Cycle 9 (2020 Deadline)
Biochar facilitated bioremediation: a green solution for dioxin/furan pollution
PI: Dang Thuong Huyen (email@example.com), Ho Chi Minh City University of Technology
U.S. Partner: Karl Rockne, University of Illinois at Chicago
Project Dates: June 2021 - June 2024
Agent Orange was used to defoliate more than 31,000 km2 of forest in Vietnam. Polychlorinated dibenzo-p-dioxins and polychlorinated dibenzofurans formed during the manufacturing process, together with co-contamination by other chemicals and heavy metals, have resulted in widespread contamination of soils across the country. More than 35.42 million liters of Agent Orange, Agent White, and Agent Blue were transported and stored during the Vietnam War, and the most widely used of these agents was Agent Orange, resulting in dioxin hotspots at airbases where the substance was stored and transferred. This project will focus on the Bien Hoa site, given its proximity to Ho Chi Minh City University of Technology (HCMUT) and the team’s extensive experience working on bioremediation efforts at this location. High concentrations of dioxins were observed at several boreholes obtained from the site, and the results demonstrated that the greatest concentrations of 2,3,7,8-TCDD were due to defoliants in a restricted zone within a few meters of the surface. Toxic equivalency factors for some samples exceeded 1000 pg/g, primarily from high concentrations of tetra-CDDs.
The project’s goal is to address this problem through a collaboration between HCMUT and the University of Illinois at Chicago on a green, circular economy solution using plant-based biochars sourced from waste stocks. The team will achieve this goal by investigating how the beneficial properties of biochars to sequester hydrophobic pollutants and facilitate electron transfer to microbes living on/near the organic matter surface can be optimized for improved bioremediation of PCDDs/TCDDs. The research represents an interesting symmetrical approach to the problem of Agent Orange, using plant-based products to facilitate the treatment of pollution.
The scientific merit of this project will result from investigations into the sorption and biostimulation potential of biochars produced from various agricultural sources. Knowledge of the sorption potential and energy will result from a comparison of sorption isotherm data to various mechanistic sorption models. Two different pyrolysis temperatures will be used to test the hypothesis that higher temperatures produce biochars of greater graphitic content that more efficiently stimulates PCDD/F dechlorination. Thus, this research will address both an urgent national need to remediate contaminated soil while furthering fundamental knowledge of biochar-mediated dechlorination. Recently, the Vietnamese national government promulgated the circular economy in its five-year strategic plan to beneficially reuse waste products from one industry as feedstocks for others.

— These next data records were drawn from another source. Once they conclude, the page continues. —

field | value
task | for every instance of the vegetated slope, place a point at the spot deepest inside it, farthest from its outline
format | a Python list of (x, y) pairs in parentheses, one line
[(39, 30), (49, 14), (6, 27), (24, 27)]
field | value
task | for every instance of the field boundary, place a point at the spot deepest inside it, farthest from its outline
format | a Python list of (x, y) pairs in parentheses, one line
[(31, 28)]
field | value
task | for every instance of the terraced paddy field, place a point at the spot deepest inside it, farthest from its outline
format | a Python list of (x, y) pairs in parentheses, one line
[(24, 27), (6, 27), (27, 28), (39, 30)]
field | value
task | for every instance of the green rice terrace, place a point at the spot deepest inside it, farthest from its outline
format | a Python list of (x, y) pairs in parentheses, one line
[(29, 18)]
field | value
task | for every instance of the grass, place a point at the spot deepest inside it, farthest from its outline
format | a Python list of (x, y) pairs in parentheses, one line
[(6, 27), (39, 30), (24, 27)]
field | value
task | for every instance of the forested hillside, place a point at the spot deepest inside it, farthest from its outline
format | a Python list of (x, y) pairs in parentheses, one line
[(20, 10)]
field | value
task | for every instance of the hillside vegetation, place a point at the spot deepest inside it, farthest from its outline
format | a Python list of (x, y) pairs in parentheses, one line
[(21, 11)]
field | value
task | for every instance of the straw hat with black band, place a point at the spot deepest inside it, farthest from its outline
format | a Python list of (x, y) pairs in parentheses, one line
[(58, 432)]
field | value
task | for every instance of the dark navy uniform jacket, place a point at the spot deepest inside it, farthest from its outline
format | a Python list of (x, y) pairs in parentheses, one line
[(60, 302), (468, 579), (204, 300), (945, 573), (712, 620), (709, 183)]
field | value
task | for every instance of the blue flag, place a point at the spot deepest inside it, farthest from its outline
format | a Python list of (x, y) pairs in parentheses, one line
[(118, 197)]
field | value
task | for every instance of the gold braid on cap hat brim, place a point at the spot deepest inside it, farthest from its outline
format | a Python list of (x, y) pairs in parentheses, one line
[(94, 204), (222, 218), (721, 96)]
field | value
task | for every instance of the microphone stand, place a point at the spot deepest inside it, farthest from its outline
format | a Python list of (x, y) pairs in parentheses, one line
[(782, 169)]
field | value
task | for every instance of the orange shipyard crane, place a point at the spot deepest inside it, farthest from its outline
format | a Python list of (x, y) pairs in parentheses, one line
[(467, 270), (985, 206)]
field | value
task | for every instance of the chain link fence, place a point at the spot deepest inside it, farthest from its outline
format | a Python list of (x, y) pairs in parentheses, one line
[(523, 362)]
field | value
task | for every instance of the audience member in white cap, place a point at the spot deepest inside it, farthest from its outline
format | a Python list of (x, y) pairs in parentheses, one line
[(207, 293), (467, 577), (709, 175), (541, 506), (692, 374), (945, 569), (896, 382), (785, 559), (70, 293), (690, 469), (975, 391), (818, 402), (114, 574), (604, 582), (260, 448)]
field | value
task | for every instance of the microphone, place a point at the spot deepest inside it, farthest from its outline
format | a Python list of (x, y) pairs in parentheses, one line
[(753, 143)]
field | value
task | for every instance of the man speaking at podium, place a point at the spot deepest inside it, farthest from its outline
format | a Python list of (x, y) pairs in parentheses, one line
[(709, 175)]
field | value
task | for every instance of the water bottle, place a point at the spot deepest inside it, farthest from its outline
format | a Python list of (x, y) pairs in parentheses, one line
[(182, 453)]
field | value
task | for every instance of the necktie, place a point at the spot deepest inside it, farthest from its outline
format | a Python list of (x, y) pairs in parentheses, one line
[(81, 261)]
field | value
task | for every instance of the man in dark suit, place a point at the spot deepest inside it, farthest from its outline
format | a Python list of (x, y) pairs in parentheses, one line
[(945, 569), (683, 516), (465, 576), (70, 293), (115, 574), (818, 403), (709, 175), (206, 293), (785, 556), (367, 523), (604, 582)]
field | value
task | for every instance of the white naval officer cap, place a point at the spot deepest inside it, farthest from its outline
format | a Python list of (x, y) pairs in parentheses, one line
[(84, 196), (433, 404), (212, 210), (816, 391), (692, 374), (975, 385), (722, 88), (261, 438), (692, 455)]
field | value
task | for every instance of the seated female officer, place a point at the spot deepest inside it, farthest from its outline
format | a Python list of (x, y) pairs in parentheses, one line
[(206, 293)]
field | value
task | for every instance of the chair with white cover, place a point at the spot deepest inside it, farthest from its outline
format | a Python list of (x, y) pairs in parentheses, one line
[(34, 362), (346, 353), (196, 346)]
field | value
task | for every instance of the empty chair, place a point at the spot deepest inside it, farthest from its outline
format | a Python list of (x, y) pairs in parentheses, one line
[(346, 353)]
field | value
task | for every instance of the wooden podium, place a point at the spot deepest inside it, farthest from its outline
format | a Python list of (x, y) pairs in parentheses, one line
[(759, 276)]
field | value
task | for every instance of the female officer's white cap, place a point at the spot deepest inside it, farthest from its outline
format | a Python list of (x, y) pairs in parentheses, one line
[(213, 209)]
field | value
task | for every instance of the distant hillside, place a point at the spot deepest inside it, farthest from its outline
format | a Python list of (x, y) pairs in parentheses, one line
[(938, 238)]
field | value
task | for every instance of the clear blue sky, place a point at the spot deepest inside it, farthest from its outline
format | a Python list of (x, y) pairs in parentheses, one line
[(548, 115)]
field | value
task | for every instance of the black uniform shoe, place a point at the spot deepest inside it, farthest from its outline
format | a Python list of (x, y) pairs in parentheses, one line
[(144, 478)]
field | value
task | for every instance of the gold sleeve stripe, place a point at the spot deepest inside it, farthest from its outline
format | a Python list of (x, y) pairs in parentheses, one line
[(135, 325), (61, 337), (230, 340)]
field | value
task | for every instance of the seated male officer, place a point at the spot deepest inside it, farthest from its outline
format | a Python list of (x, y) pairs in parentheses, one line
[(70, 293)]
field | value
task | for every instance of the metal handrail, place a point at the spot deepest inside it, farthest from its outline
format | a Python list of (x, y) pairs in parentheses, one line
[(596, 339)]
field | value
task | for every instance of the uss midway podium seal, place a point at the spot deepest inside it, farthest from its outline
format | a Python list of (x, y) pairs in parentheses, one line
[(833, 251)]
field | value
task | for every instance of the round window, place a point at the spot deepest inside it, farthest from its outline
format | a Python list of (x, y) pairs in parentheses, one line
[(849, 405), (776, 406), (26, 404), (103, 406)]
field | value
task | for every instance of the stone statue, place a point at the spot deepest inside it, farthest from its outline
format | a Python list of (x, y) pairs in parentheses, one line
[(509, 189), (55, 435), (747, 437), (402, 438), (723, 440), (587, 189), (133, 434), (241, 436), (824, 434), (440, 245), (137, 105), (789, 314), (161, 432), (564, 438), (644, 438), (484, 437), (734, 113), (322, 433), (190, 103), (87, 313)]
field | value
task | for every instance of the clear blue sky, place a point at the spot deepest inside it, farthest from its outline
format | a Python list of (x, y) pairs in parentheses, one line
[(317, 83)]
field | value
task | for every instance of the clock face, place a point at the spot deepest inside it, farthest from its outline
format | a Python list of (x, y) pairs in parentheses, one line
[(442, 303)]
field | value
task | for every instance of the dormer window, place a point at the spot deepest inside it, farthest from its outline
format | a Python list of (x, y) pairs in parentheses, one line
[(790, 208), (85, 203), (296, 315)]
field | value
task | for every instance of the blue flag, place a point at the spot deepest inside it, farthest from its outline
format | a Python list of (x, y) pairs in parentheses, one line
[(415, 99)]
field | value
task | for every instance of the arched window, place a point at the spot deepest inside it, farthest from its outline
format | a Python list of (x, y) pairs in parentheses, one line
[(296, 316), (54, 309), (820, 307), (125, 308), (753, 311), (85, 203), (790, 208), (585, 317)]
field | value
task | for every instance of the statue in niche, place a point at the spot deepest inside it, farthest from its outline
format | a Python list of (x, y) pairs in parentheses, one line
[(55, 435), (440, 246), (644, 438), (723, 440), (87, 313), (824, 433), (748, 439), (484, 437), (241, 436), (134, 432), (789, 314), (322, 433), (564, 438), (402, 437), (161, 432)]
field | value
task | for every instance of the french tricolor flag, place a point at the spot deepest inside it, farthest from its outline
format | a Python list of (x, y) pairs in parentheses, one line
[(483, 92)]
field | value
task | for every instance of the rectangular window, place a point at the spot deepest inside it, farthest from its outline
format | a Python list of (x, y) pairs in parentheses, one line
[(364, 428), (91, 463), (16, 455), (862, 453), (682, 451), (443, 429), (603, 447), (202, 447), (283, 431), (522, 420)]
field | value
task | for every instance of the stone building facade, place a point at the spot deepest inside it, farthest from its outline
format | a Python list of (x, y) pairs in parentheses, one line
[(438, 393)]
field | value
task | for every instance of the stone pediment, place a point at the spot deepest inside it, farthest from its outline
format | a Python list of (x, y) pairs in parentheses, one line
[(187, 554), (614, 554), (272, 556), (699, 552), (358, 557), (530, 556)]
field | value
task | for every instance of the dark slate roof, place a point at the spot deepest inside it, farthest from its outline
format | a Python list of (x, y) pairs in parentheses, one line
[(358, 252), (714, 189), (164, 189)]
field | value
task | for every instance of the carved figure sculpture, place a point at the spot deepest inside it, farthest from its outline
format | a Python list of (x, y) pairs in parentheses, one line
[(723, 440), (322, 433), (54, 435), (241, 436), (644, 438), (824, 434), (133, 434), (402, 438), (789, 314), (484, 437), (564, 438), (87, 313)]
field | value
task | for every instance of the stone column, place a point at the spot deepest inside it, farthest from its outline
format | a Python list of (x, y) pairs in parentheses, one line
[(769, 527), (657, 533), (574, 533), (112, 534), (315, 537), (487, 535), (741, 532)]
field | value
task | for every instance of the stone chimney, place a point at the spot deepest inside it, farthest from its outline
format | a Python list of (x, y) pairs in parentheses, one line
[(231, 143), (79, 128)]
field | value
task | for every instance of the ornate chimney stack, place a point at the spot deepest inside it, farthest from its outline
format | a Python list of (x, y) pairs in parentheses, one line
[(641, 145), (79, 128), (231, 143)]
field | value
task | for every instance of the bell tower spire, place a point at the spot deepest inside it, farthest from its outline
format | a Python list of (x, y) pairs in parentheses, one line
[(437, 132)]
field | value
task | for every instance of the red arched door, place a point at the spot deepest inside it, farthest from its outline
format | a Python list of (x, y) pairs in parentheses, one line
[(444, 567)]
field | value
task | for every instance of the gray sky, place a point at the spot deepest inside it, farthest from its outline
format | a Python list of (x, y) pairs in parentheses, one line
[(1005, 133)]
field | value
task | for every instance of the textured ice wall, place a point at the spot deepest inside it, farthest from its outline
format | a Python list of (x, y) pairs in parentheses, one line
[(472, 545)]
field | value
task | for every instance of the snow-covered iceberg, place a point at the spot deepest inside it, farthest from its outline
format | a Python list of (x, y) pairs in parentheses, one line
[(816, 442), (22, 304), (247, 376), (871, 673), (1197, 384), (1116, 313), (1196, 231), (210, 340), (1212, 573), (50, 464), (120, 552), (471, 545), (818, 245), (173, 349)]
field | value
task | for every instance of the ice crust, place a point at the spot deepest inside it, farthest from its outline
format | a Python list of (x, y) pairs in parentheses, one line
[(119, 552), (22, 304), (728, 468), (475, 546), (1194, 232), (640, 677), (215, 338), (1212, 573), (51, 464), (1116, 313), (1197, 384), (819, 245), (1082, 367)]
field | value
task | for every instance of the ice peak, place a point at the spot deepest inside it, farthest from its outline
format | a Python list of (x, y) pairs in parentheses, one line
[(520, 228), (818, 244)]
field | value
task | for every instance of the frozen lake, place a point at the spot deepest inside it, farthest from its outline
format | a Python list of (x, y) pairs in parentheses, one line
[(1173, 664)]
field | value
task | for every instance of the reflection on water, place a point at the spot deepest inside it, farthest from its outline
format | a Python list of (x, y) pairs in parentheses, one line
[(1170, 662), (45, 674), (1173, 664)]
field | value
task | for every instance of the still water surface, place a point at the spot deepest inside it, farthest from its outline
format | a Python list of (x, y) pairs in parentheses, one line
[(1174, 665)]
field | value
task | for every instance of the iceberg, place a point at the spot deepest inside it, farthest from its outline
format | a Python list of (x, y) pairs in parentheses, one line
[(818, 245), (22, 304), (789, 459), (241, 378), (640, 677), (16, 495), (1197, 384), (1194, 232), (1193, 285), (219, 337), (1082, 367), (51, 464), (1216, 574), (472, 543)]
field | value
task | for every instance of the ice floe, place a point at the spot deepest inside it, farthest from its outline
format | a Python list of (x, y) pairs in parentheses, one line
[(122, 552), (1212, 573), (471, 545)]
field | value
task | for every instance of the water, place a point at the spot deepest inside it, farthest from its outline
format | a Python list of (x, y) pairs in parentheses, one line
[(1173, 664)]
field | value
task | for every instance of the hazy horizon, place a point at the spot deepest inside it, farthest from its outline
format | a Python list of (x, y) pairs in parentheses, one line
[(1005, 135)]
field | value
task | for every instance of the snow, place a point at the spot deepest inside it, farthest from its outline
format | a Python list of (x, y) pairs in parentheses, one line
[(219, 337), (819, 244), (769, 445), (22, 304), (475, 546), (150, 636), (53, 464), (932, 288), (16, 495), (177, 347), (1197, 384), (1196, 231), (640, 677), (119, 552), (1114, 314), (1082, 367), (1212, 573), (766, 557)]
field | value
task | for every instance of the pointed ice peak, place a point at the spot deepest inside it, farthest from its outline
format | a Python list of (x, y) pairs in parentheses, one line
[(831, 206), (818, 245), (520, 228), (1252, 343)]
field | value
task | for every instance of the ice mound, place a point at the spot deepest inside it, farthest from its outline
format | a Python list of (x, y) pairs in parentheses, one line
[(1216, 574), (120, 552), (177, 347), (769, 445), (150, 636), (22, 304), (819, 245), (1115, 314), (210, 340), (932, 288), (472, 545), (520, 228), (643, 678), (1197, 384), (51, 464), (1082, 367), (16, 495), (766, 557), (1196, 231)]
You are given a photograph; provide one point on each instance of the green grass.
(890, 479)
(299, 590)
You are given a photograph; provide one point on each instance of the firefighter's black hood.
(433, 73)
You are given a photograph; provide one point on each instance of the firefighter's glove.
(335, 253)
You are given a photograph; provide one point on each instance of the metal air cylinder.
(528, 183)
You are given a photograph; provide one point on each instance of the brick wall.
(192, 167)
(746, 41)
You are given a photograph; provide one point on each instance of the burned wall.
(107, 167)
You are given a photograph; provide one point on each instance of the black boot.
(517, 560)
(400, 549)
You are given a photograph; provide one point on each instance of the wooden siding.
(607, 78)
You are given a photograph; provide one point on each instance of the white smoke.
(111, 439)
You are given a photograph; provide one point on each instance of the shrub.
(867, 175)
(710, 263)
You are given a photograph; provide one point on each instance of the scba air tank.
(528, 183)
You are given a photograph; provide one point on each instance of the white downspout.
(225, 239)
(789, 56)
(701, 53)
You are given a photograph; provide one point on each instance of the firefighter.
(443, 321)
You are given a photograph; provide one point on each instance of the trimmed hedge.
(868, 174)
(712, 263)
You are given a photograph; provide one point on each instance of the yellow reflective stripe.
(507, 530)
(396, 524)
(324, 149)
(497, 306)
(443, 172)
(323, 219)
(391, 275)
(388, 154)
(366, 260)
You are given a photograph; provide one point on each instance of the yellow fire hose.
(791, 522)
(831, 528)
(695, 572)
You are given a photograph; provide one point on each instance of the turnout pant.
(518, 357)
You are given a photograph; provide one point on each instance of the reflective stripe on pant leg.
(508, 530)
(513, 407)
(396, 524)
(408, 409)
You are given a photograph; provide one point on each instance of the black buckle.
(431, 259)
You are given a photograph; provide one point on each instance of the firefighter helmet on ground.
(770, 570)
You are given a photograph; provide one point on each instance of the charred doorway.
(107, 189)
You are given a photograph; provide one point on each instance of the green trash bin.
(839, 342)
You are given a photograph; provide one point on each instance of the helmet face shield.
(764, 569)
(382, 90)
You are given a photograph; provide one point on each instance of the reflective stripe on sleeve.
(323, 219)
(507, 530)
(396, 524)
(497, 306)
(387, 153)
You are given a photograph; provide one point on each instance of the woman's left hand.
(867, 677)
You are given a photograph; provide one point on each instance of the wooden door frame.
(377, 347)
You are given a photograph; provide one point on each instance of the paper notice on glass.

Thus, the utilization of these types of biomass for the fabrication of efficient adsorption products is an effective and sustainable green solution with potentially great benefits to the economy and the environment.
|Team members prepare jackfruit and durian shells.||Rice husk biochar production Photo credit: PI Huyen|
Summary of Recent Activities:
During the third quarter of 2022, Dr. Huyen and her team collected more agricultural by-products for their experiments. They roasted materials like durian and jackfruit rinds, coffee and rice husks, and coconut husks and shells into biochar and then characterized the resulting products using various analytical chemistry techniques. They have also been characterizing soil samples they collected from Bien Hoa Airbase. While awaiting the results of dioxin analysis and DNA sequencing being conducted separately, the team at HCMUT is conducting some experiments on atrazine remediation and writing a paper on their biochar characterization work.
A challenge has arisen with the soil dioxin analysis. Dr. Huyen had intended to send her samples to a lab in Ho Chi Minh City, but in the late summer and fall of 2022 it was awaiting recertification and license renewal so it was unable to receive any materials. She then tried to send some samples to a university-based lab in Taiwan, but due to new policies regarding the importation of soils, the samples were sent back by the Taiwanese authorities. As of the end of October, she was exploring the possibility of sending the samples to Japan for testing by a company there, but the process is time-consuming.
Dr. Huyen will be visiting her U.S. partner Dr. Karl Rockne and other colleagues at the University of Illinois Chicago November 7-17. While at UIC she will be extracting and sequencing DNA from the Bien Hoa soil samples, performing aerobic experiments on atrazine on biochars with distinct properties to examine the behavior and effectiveness of atrazine-treated microorganisms. She will also spend some time in Prof. Brian Chaplin’s lab studying the electrochemistry of biochar. Dr. Huyen and her colleagues will be working on joint publications on biochar properties and discussing future research directions on the project. Dr. Rockne is expected to visit Vietnam in March-April 2023 to present short-term training courses and participate in seminars to exchange information with colleagues at HCMUT.